Reportagem

Zona Desmilitarizada: turismo num palco da guerra entre as duas Coreias

Augusto Cuteta

Jornalista

A guerra eclodiu, em Junho de 1950, depois que a Coreia do Norte, com apoio da China, atacou o vizinho do Sul. No período inicial, os agressores encurralaram os adversários, que quase se viram sem saída.

10/08/2023  Última atualização 08H10
A partir da DMZ, os visitantes tomam contacto com aspectos ligados ao conflito que envolveu os dois países asiáticos © Fotografia por: DR
Mais tarde, enquanto a China, com auxílio logístico e político da ex-União Soviética, apoiava a Coreia do Norte, nesta batalha, que ficou conhecida como a "Guerra de Libertação da Pátria”, a Coreia do Sul passou a contar com a ajuda das Nações Unidas, tendo os Estados Unidos como seu principal aliado.

O conflito armado continuou. O Conselho de Segurança das Nações Unidas desenvolvia uma série de estratégias para acabar com a guerra, inclusive considerou a atitude da Coreia do Norte como uma invasão ilegal, daí exigir um cessar-fogo.

A situação prevalecia. Por isso, a ONU aprovou a Resolução 83, condenou a invasão e enviou tropas para restabelecer a paz na península coreana.

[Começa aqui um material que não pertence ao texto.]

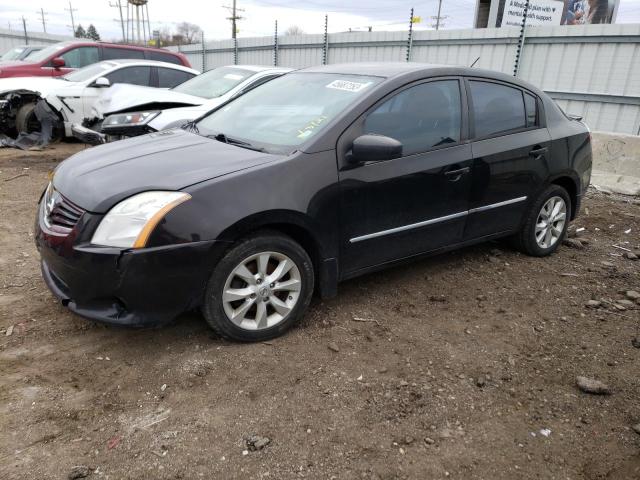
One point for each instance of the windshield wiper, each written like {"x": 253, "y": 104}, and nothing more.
{"x": 191, "y": 127}
{"x": 221, "y": 137}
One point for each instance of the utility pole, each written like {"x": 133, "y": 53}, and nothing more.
{"x": 44, "y": 22}
{"x": 73, "y": 23}
{"x": 234, "y": 17}
{"x": 24, "y": 27}
{"x": 438, "y": 18}
{"x": 410, "y": 39}
{"x": 520, "y": 47}
{"x": 118, "y": 5}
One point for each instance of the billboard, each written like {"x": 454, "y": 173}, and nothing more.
{"x": 509, "y": 13}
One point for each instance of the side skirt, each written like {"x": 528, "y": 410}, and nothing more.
{"x": 448, "y": 248}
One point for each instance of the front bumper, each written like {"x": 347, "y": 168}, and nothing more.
{"x": 144, "y": 287}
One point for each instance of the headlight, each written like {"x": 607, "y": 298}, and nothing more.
{"x": 130, "y": 223}
{"x": 133, "y": 119}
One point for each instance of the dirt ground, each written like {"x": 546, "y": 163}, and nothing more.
{"x": 459, "y": 366}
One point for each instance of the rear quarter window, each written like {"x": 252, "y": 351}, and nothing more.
{"x": 497, "y": 108}
{"x": 111, "y": 53}
{"x": 169, "y": 78}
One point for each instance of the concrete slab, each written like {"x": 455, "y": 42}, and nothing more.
{"x": 616, "y": 162}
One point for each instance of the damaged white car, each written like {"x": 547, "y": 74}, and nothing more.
{"x": 128, "y": 111}
{"x": 31, "y": 104}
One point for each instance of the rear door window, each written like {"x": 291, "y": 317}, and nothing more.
{"x": 169, "y": 77}
{"x": 421, "y": 117}
{"x": 80, "y": 57}
{"x": 163, "y": 57}
{"x": 137, "y": 75}
{"x": 111, "y": 53}
{"x": 497, "y": 108}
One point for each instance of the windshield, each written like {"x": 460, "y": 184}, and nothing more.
{"x": 88, "y": 72}
{"x": 46, "y": 52}
{"x": 214, "y": 83}
{"x": 13, "y": 54}
{"x": 287, "y": 111}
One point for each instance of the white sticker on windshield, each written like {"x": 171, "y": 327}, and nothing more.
{"x": 348, "y": 86}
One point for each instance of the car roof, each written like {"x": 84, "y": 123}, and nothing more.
{"x": 410, "y": 69}
{"x": 150, "y": 63}
{"x": 259, "y": 68}
{"x": 88, "y": 41}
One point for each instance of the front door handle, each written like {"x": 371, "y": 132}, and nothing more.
{"x": 454, "y": 175}
{"x": 536, "y": 152}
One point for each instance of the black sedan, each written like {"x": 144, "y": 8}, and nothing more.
{"x": 318, "y": 176}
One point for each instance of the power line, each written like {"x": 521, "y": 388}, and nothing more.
{"x": 44, "y": 21}
{"x": 73, "y": 23}
{"x": 234, "y": 17}
{"x": 118, "y": 5}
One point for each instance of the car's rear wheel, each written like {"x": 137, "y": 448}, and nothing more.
{"x": 546, "y": 222}
{"x": 260, "y": 288}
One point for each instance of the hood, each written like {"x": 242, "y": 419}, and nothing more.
{"x": 42, "y": 85}
{"x": 13, "y": 63}
{"x": 179, "y": 116}
{"x": 122, "y": 97}
{"x": 99, "y": 177}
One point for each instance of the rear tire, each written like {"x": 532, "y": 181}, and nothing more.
{"x": 260, "y": 288}
{"x": 545, "y": 223}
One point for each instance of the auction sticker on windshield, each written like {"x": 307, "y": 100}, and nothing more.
{"x": 348, "y": 86}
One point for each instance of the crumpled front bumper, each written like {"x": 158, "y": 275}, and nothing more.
{"x": 134, "y": 287}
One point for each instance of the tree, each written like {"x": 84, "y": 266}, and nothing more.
{"x": 92, "y": 33}
{"x": 80, "y": 32}
{"x": 294, "y": 30}
{"x": 188, "y": 32}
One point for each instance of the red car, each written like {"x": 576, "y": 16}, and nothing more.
{"x": 64, "y": 57}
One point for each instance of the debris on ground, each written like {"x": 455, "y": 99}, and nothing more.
{"x": 573, "y": 243}
{"x": 590, "y": 385}
{"x": 633, "y": 295}
{"x": 256, "y": 442}
{"x": 79, "y": 471}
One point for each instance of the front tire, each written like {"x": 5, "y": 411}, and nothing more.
{"x": 546, "y": 222}
{"x": 260, "y": 288}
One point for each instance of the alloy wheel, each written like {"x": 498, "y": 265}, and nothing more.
{"x": 261, "y": 291}
{"x": 551, "y": 221}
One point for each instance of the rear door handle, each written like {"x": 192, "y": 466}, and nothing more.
{"x": 536, "y": 152}
{"x": 454, "y": 175}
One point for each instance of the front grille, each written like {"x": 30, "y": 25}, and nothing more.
{"x": 60, "y": 212}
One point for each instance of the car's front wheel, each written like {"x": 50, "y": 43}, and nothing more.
{"x": 546, "y": 222}
{"x": 260, "y": 288}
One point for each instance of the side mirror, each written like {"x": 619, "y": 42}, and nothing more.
{"x": 102, "y": 82}
{"x": 58, "y": 62}
{"x": 374, "y": 148}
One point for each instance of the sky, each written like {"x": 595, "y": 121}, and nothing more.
{"x": 259, "y": 15}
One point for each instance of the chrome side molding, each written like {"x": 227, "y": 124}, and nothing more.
{"x": 432, "y": 221}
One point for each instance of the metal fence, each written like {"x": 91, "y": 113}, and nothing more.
{"x": 13, "y": 38}
{"x": 591, "y": 70}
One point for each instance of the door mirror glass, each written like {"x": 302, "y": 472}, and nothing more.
{"x": 374, "y": 148}
{"x": 58, "y": 62}
{"x": 102, "y": 82}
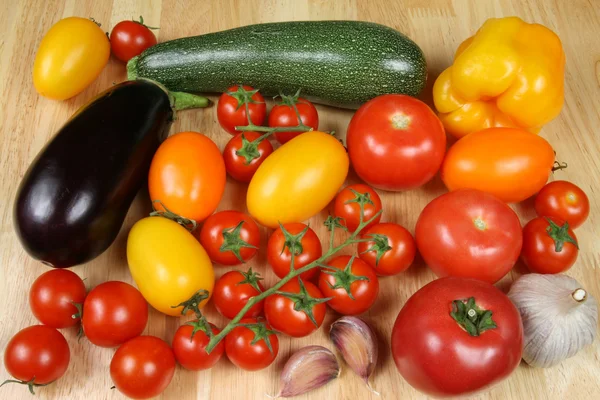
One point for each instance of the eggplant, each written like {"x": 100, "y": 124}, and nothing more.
{"x": 73, "y": 199}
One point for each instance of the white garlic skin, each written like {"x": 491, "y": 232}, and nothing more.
{"x": 556, "y": 325}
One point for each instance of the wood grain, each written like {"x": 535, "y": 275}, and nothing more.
{"x": 28, "y": 121}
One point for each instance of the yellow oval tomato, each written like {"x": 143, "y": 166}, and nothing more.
{"x": 298, "y": 180}
{"x": 168, "y": 264}
{"x": 71, "y": 55}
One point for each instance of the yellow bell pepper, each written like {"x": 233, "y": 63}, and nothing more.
{"x": 509, "y": 74}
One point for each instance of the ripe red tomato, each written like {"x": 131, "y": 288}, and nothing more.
{"x": 352, "y": 286}
{"x": 233, "y": 290}
{"x": 549, "y": 246}
{"x": 189, "y": 347}
{"x": 37, "y": 355}
{"x": 563, "y": 200}
{"x": 53, "y": 296}
{"x": 231, "y": 109}
{"x": 130, "y": 38}
{"x": 253, "y": 346}
{"x": 347, "y": 205}
{"x": 391, "y": 249}
{"x": 243, "y": 155}
{"x": 469, "y": 233}
{"x": 230, "y": 237}
{"x": 143, "y": 367}
{"x": 113, "y": 313}
{"x": 300, "y": 239}
{"x": 284, "y": 115}
{"x": 396, "y": 142}
{"x": 296, "y": 317}
{"x": 436, "y": 354}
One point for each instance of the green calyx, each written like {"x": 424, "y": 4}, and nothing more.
{"x": 471, "y": 318}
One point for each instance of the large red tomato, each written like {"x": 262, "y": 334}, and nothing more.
{"x": 396, "y": 142}
{"x": 456, "y": 336}
{"x": 469, "y": 233}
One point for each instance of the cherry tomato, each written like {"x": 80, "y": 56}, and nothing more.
{"x": 231, "y": 109}
{"x": 296, "y": 317}
{"x": 233, "y": 290}
{"x": 252, "y": 347}
{"x": 130, "y": 38}
{"x": 549, "y": 246}
{"x": 143, "y": 367}
{"x": 391, "y": 249}
{"x": 189, "y": 347}
{"x": 243, "y": 156}
{"x": 53, "y": 296}
{"x": 347, "y": 205}
{"x": 563, "y": 200}
{"x": 113, "y": 313}
{"x": 395, "y": 142}
{"x": 284, "y": 115}
{"x": 352, "y": 285}
{"x": 37, "y": 355}
{"x": 300, "y": 239}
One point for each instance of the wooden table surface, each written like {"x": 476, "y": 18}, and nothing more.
{"x": 28, "y": 121}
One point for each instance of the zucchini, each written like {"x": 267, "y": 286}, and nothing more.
{"x": 340, "y": 63}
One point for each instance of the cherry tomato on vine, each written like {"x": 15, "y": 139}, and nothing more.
{"x": 53, "y": 296}
{"x": 297, "y": 238}
{"x": 231, "y": 109}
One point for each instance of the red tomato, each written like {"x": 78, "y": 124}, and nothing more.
{"x": 113, "y": 313}
{"x": 299, "y": 239}
{"x": 143, "y": 367}
{"x": 391, "y": 249}
{"x": 233, "y": 290}
{"x": 434, "y": 352}
{"x": 563, "y": 200}
{"x": 549, "y": 246}
{"x": 189, "y": 347}
{"x": 353, "y": 286}
{"x": 230, "y": 237}
{"x": 243, "y": 155}
{"x": 296, "y": 317}
{"x": 37, "y": 355}
{"x": 284, "y": 115}
{"x": 253, "y": 346}
{"x": 396, "y": 142}
{"x": 130, "y": 38}
{"x": 231, "y": 109}
{"x": 347, "y": 205}
{"x": 469, "y": 233}
{"x": 53, "y": 296}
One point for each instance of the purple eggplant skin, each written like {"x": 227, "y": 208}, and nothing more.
{"x": 73, "y": 199}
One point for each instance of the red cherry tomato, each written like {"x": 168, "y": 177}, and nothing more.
{"x": 231, "y": 109}
{"x": 53, "y": 296}
{"x": 243, "y": 156}
{"x": 391, "y": 249}
{"x": 143, "y": 367}
{"x": 563, "y": 200}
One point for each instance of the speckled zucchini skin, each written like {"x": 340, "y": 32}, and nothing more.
{"x": 340, "y": 63}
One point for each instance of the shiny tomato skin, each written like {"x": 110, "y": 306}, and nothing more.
{"x": 437, "y": 356}
{"x": 563, "y": 200}
{"x": 396, "y": 142}
{"x": 143, "y": 367}
{"x": 469, "y": 233}
{"x": 395, "y": 260}
{"x": 113, "y": 313}
{"x": 53, "y": 295}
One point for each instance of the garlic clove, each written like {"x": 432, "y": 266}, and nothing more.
{"x": 309, "y": 368}
{"x": 357, "y": 344}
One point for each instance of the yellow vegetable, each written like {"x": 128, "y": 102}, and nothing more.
{"x": 167, "y": 263}
{"x": 298, "y": 180}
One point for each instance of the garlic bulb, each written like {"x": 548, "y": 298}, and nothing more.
{"x": 559, "y": 317}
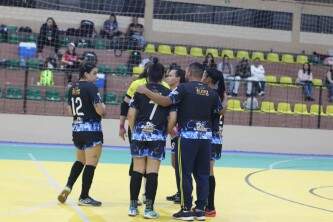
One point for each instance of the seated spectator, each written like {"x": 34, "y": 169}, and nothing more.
{"x": 305, "y": 78}
{"x": 48, "y": 35}
{"x": 209, "y": 62}
{"x": 258, "y": 75}
{"x": 135, "y": 32}
{"x": 110, "y": 27}
{"x": 46, "y": 75}
{"x": 227, "y": 69}
{"x": 70, "y": 61}
{"x": 329, "y": 83}
{"x": 243, "y": 72}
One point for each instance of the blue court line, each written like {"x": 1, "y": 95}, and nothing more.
{"x": 59, "y": 145}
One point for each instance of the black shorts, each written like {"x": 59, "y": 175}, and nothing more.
{"x": 83, "y": 140}
{"x": 174, "y": 144}
{"x": 151, "y": 149}
{"x": 216, "y": 151}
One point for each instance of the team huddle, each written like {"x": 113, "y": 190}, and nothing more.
{"x": 188, "y": 106}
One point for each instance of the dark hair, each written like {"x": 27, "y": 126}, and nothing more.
{"x": 309, "y": 68}
{"x": 196, "y": 69}
{"x": 217, "y": 77}
{"x": 155, "y": 71}
{"x": 86, "y": 68}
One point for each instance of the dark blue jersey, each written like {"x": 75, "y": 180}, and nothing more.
{"x": 151, "y": 119}
{"x": 82, "y": 97}
{"x": 196, "y": 106}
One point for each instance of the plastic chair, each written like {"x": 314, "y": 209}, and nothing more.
{"x": 234, "y": 105}
{"x": 181, "y": 50}
{"x": 287, "y": 58}
{"x": 150, "y": 48}
{"x": 301, "y": 109}
{"x": 284, "y": 108}
{"x": 228, "y": 52}
{"x": 164, "y": 49}
{"x": 267, "y": 107}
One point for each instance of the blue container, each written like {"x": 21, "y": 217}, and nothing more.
{"x": 27, "y": 50}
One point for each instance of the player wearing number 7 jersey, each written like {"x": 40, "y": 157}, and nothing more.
{"x": 87, "y": 109}
{"x": 148, "y": 123}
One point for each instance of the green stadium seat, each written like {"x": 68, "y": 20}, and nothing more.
{"x": 314, "y": 110}
{"x": 164, "y": 49}
{"x": 329, "y": 110}
{"x": 213, "y": 51}
{"x": 13, "y": 92}
{"x": 273, "y": 57}
{"x": 150, "y": 48}
{"x": 302, "y": 59}
{"x": 34, "y": 93}
{"x": 121, "y": 70}
{"x": 228, "y": 52}
{"x": 181, "y": 50}
{"x": 301, "y": 109}
{"x": 52, "y": 95}
{"x": 234, "y": 105}
{"x": 196, "y": 52}
{"x": 111, "y": 99}
{"x": 258, "y": 55}
{"x": 267, "y": 107}
{"x": 284, "y": 108}
{"x": 242, "y": 54}
{"x": 288, "y": 58}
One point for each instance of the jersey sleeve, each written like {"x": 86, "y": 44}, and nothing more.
{"x": 95, "y": 95}
{"x": 177, "y": 94}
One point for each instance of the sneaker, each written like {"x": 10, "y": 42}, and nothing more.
{"x": 199, "y": 214}
{"x": 89, "y": 202}
{"x": 185, "y": 215}
{"x": 210, "y": 213}
{"x": 150, "y": 214}
{"x": 62, "y": 197}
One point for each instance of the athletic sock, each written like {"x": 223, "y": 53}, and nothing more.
{"x": 211, "y": 195}
{"x": 135, "y": 185}
{"x": 74, "y": 174}
{"x": 87, "y": 178}
{"x": 151, "y": 188}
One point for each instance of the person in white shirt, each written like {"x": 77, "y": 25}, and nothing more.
{"x": 258, "y": 75}
{"x": 305, "y": 78}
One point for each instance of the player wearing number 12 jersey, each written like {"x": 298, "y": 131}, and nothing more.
{"x": 87, "y": 108}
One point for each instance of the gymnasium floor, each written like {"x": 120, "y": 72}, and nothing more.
{"x": 251, "y": 187}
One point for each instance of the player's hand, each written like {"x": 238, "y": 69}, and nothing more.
{"x": 122, "y": 132}
{"x": 142, "y": 89}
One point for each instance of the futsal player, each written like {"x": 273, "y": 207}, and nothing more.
{"x": 87, "y": 109}
{"x": 196, "y": 103}
{"x": 215, "y": 80}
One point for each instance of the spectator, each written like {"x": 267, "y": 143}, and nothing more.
{"x": 243, "y": 72}
{"x": 329, "y": 83}
{"x": 209, "y": 62}
{"x": 258, "y": 75}
{"x": 48, "y": 35}
{"x": 110, "y": 27}
{"x": 70, "y": 61}
{"x": 227, "y": 69}
{"x": 305, "y": 79}
{"x": 135, "y": 32}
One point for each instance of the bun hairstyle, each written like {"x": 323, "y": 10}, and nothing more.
{"x": 86, "y": 68}
{"x": 155, "y": 71}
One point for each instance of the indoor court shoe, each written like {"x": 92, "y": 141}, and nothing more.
{"x": 210, "y": 213}
{"x": 89, "y": 202}
{"x": 184, "y": 215}
{"x": 64, "y": 194}
{"x": 150, "y": 214}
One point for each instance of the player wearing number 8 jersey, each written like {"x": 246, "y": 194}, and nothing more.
{"x": 87, "y": 109}
{"x": 148, "y": 123}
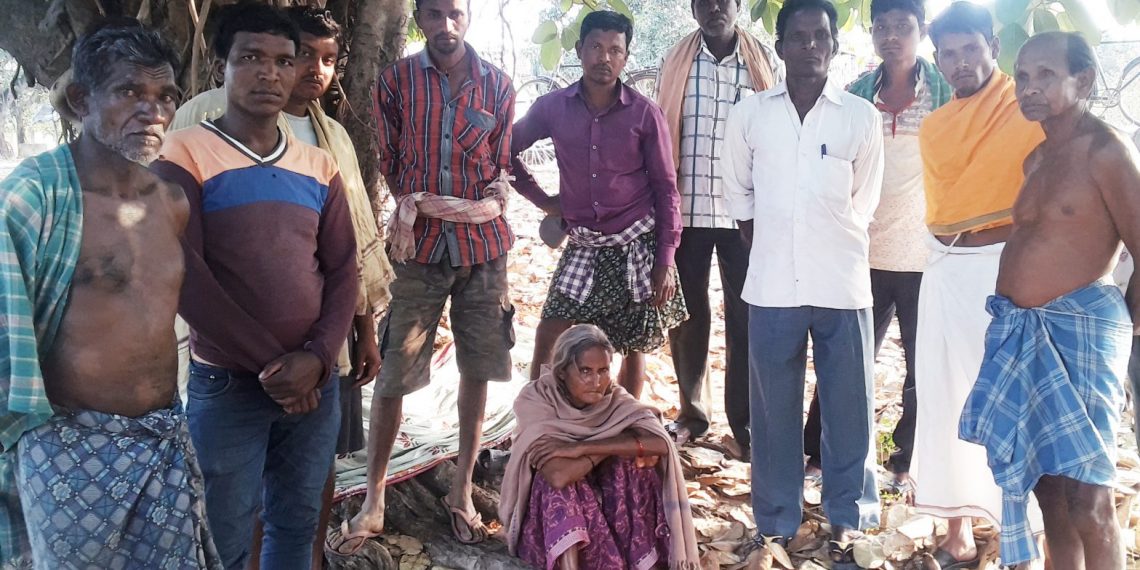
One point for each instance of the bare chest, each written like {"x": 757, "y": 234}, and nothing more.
{"x": 1058, "y": 189}
{"x": 129, "y": 245}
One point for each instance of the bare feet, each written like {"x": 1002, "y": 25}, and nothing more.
{"x": 466, "y": 523}
{"x": 569, "y": 559}
{"x": 371, "y": 519}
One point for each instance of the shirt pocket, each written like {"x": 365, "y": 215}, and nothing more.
{"x": 472, "y": 127}
{"x": 837, "y": 174}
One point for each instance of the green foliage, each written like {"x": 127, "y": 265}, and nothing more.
{"x": 560, "y": 33}
{"x": 1016, "y": 21}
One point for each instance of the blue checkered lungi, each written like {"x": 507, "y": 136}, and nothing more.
{"x": 108, "y": 491}
{"x": 1049, "y": 398}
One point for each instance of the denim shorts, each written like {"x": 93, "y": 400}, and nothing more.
{"x": 482, "y": 323}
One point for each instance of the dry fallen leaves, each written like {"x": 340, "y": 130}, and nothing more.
{"x": 719, "y": 488}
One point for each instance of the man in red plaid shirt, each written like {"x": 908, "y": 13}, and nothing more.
{"x": 445, "y": 120}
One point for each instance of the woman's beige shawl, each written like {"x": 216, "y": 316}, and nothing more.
{"x": 543, "y": 410}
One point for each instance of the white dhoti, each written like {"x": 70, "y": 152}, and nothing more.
{"x": 952, "y": 478}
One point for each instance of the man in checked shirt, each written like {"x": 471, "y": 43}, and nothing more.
{"x": 618, "y": 201}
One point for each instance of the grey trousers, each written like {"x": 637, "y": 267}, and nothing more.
{"x": 841, "y": 344}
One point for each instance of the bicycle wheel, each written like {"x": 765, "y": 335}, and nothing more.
{"x": 643, "y": 81}
{"x": 542, "y": 153}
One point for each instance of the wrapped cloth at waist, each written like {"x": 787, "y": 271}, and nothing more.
{"x": 1048, "y": 398}
{"x": 400, "y": 235}
{"x": 576, "y": 279}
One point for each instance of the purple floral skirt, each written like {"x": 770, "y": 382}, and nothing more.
{"x": 615, "y": 516}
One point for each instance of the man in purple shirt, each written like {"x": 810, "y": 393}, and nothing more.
{"x": 618, "y": 202}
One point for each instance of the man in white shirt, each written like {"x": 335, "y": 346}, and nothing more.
{"x": 803, "y": 176}
{"x": 701, "y": 78}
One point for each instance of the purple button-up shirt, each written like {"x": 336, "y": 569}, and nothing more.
{"x": 615, "y": 167}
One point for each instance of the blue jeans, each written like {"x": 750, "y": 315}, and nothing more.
{"x": 255, "y": 456}
{"x": 841, "y": 345}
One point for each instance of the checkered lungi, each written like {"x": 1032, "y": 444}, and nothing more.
{"x": 108, "y": 491}
{"x": 1048, "y": 398}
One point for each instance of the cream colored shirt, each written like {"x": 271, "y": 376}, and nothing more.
{"x": 898, "y": 230}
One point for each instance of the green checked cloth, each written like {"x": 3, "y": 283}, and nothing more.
{"x": 41, "y": 209}
{"x": 868, "y": 84}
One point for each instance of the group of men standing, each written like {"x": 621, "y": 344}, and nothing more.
{"x": 923, "y": 190}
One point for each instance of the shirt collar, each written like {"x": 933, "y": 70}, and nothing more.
{"x": 735, "y": 49}
{"x": 831, "y": 91}
{"x": 919, "y": 80}
{"x": 478, "y": 66}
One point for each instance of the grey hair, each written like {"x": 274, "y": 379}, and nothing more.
{"x": 573, "y": 342}
{"x": 121, "y": 40}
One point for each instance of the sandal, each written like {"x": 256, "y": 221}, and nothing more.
{"x": 680, "y": 433}
{"x": 335, "y": 542}
{"x": 465, "y": 529}
{"x": 946, "y": 561}
{"x": 843, "y": 555}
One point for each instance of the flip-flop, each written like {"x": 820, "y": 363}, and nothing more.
{"x": 473, "y": 526}
{"x": 335, "y": 542}
{"x": 680, "y": 433}
{"x": 946, "y": 561}
{"x": 904, "y": 489}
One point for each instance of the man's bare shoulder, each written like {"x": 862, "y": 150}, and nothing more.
{"x": 169, "y": 195}
{"x": 1109, "y": 148}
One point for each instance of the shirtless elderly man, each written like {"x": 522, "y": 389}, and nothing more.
{"x": 1048, "y": 398}
{"x": 92, "y": 268}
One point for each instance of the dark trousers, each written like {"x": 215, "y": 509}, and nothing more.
{"x": 895, "y": 293}
{"x": 690, "y": 341}
{"x": 841, "y": 345}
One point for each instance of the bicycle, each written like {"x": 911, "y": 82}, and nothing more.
{"x": 1125, "y": 96}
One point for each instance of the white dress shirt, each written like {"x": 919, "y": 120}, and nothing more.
{"x": 713, "y": 88}
{"x": 811, "y": 190}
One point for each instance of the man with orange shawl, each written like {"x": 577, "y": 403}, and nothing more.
{"x": 972, "y": 149}
{"x": 594, "y": 480}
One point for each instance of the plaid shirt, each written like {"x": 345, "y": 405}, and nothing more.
{"x": 576, "y": 279}
{"x": 713, "y": 88}
{"x": 41, "y": 209}
{"x": 1048, "y": 399}
{"x": 448, "y": 143}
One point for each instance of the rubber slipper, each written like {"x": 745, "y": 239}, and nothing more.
{"x": 680, "y": 433}
{"x": 843, "y": 555}
{"x": 336, "y": 540}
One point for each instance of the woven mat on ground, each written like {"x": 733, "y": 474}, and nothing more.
{"x": 430, "y": 431}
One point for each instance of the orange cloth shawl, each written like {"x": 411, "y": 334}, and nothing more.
{"x": 674, "y": 78}
{"x": 972, "y": 151}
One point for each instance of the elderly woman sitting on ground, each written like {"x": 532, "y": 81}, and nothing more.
{"x": 594, "y": 481}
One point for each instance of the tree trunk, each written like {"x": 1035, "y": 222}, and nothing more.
{"x": 414, "y": 509}
{"x": 6, "y": 108}
{"x": 21, "y": 128}
{"x": 376, "y": 35}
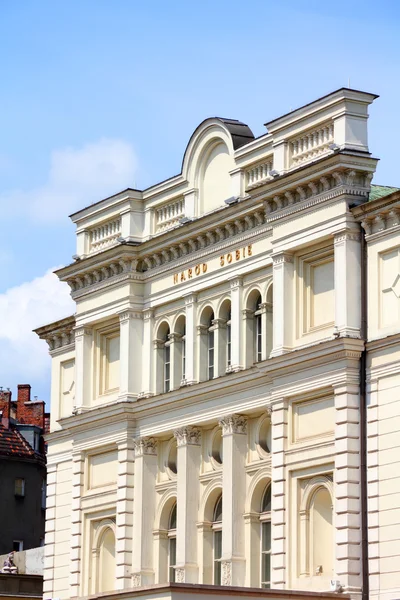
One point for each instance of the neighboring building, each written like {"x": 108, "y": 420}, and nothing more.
{"x": 232, "y": 366}
{"x": 22, "y": 471}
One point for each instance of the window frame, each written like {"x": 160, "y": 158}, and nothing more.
{"x": 22, "y": 493}
{"x": 265, "y": 521}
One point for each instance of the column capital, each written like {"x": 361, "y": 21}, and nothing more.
{"x": 145, "y": 446}
{"x": 233, "y": 424}
{"x": 189, "y": 298}
{"x": 129, "y": 313}
{"x": 188, "y": 436}
{"x": 282, "y": 257}
{"x": 148, "y": 314}
{"x": 236, "y": 282}
{"x": 346, "y": 235}
{"x": 81, "y": 330}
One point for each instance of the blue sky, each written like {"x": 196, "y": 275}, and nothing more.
{"x": 99, "y": 95}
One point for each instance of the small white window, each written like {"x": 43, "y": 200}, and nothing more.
{"x": 18, "y": 545}
{"x": 19, "y": 487}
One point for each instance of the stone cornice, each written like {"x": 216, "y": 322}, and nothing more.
{"x": 58, "y": 335}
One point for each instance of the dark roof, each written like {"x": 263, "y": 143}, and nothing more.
{"x": 380, "y": 191}
{"x": 13, "y": 444}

Nessa missão, pelo menos 21 países associaram-se à causa, mas diz-se que mais de 80 por cento desses militares eram norte-americanos.

Este envio de tropas à Coreia mudou o cenário da guerra. Quando se achava que a batalha estivesse vencida pela parte Norte, as Nações Unidas, com o poderio dos Estados Unidos, no perímetro de Pusan, obrigaram os agressores a recuar no terreno, após uma ofensiva em Incheon.

Em função disso, a China foi forçada a participar directamente na guerra, enquanto aliado da Coreia do Norte, e deteve o avanço das forças norte-americanas.

Nessa altura, com a guerra mais intensa, Seul, capital da Coreia do Sul, sofria, em grande escala, os efeitos do conflito armado, que já envolvia equipamentos aéreos a atacar territórios de ambos os lados. Esse momento, ficou conhecido por "Alameda dos Migs”.

Mas, três anos depois, o conflito armado parou. E, isto ocorreu a 27 de Julho de 1953, data da assinatura de um armistício que firmou a Zona Desmilitarizada (DMZ, na sigla inglesa) como a separação do Norte e Sul da Coreia, e permitiu a troca de prisioneiros.

Os barulhos provocados pelos lançamentos de canhões e de tiros de armas menos pesadas deram lugar ao silêncio, depois do acordo. Mas, durante anos, os dois países continua(ra)m em "guerra” verbal.

Porém, em Abril de 2018, os presidentes desses dois Estados da Ásia, Kim Jong Un, ainda no poder na Coreia do Norte, e Moon Jae-in, que liderou a Coreia do Sul, até Maio do ano passado, deram um passo histórico, quando, na DMZ, assinaram um tratado de paz para encerrar oficialmente a guerra.

Após fazer esse relato a um grupo de jornalistas africanos e europeus que visitou, recentemente, a Coreia, o jovem militar sul-coreano, destacado na DMZ, fez uma pausa. Elevou ao queixo uma espécie de antena de rádio, que usava para indicar traçados em mapas e figuras numa exposição. E balanceava a parte inferior do corpo.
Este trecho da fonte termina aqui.